Página do diário de Cecílio de Souza de 22 de março de 1972

Luiz Antônio Costa | O Som da Memória
Nenê Constantino, ou Constantino de Oliveira, construiu um império de transporte a partir de Patrocínio. Começou com o Expresso União, depois incorporou centenas de empresas de ônibus e, há alguns anos, passou o comando para os filhos. O conglomerado, já poderoso, chegou ao transporte aéreo, fundando a famosa Gol. Mais recentemente, a família diversificou ainda mais, entrando no ramo de transporte sobre trilhos, sendo atualmente dona do metrô de Belo Horizonte.

O que quero destacar é que muitas pessoas de Patrocínio começaram e ainda trabalham para essa família, inclusive algumas foram levadas para São Paulo. Um desses patrocinenses é o acadêmico Cecílio de Souza, membro da Academia Patrociniense de Letras (APL). Depois de 40 anos em São Paulo, prestando serviços para a família – mais especificamente para o patriarca Nenê Constantino – ele retornou à sua terra natal. E é dele que vou contar uma história fascinante.

Cecílio não é acadêmico por acaso. Sempre foi apaixonado pelas letras, desde criança. Seu pai, Ignácio de Souza – o famoso "Ignácio Verdureiro" –, dono de uma loja no mercado municipal de Patrocínio, também era um grande contador de histórias. Nos tempos de carroceiro na Casa Ribeiro, ele conquistava os colegas de trabalho e amigos com suas narrativas, especialmente no horário de almoço, na esquina da Faria Pereira com Cesário Alvim. Inclusive, fiz uma reportagem com ele, que está disponível no canal da Rede Hoje no YouTube.

Livro "Ecos do Cotidiano" de Cecílio de Souza

Foi desse legado que Cecílio herdou a arte de contar histórias. Se você, leitor, quiser comprovar o que estou dizendo, vá à Biblioteca Municipal de Patrocínio e pegue o livro do acadêmico intitulado "Ecos do Cotidiano", publicado pela editora Yendis. O livro é uma "coletânea de pérolas e situações burlescas, comuns do dia a dia de todos nós", como descreve a capa. São 240 páginas de histórias divertidas, que capturam a essência da vida cotidiana, como lembra o saudoso Marlenísio Ferreira na contracapa: "Ínfimos detalhes que compõem a existência".

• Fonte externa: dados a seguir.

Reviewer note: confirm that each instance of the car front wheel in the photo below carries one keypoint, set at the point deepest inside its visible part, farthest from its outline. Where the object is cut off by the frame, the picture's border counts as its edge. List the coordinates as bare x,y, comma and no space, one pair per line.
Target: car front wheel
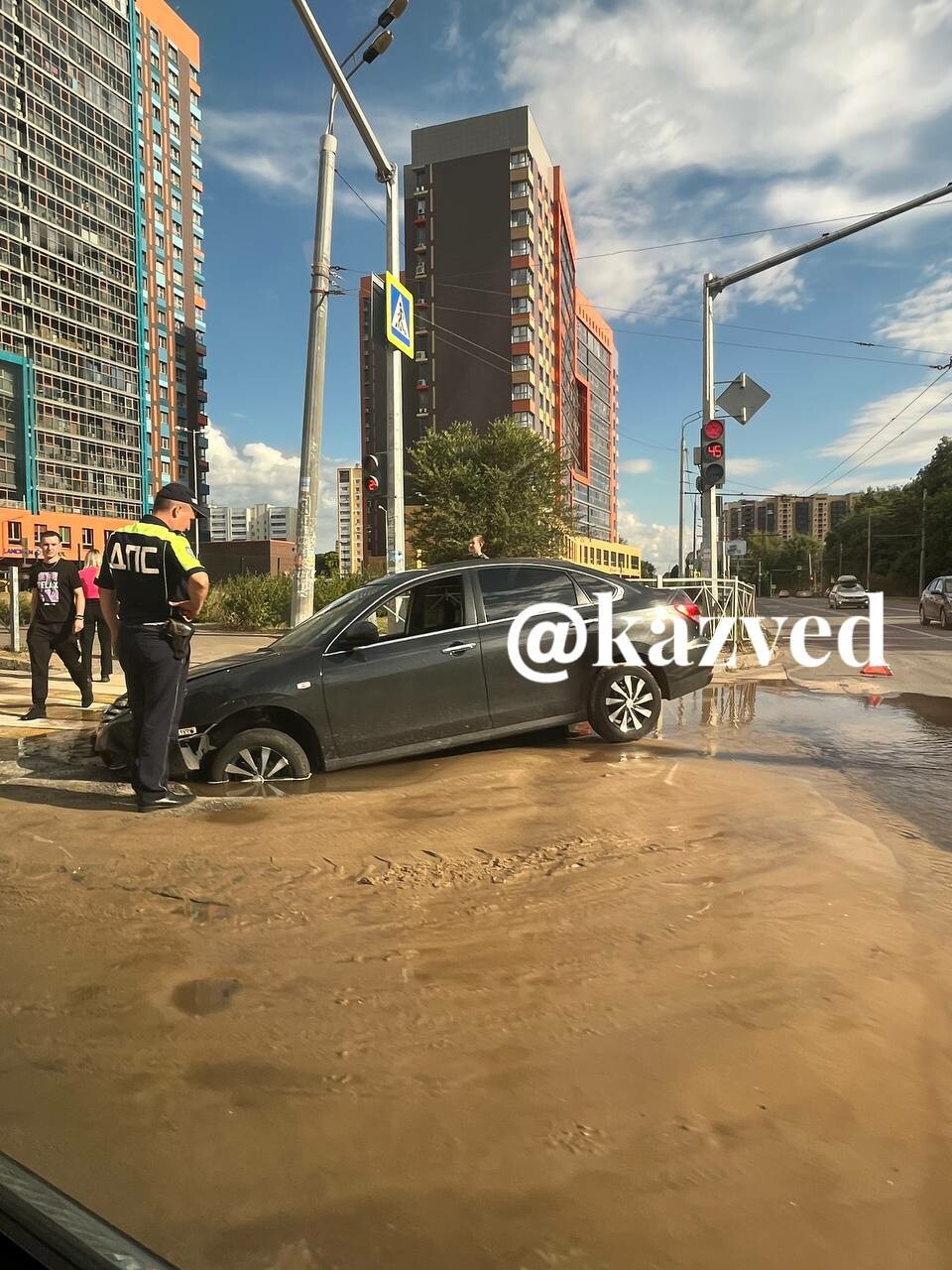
626,703
257,756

Ainda jovem, Cecílio tinha o hábito de escrever diários todas as noites, antes de dormir. "Ainda tenho os meus diários encadernados, que cobrem seis anos (1970/76). São 1500 páginas escritas em 1500 dias consecutivos!", conta com orgulho. E completa: "Imagina, esses diários cobrem todo o meu cotidiano, dos 17 aos 23 anos – uma fase mágica da adolescência. Eu não me deitava sem preencher uma página inteira, seja a hora da noite ou madrugada, quando chegava em casa."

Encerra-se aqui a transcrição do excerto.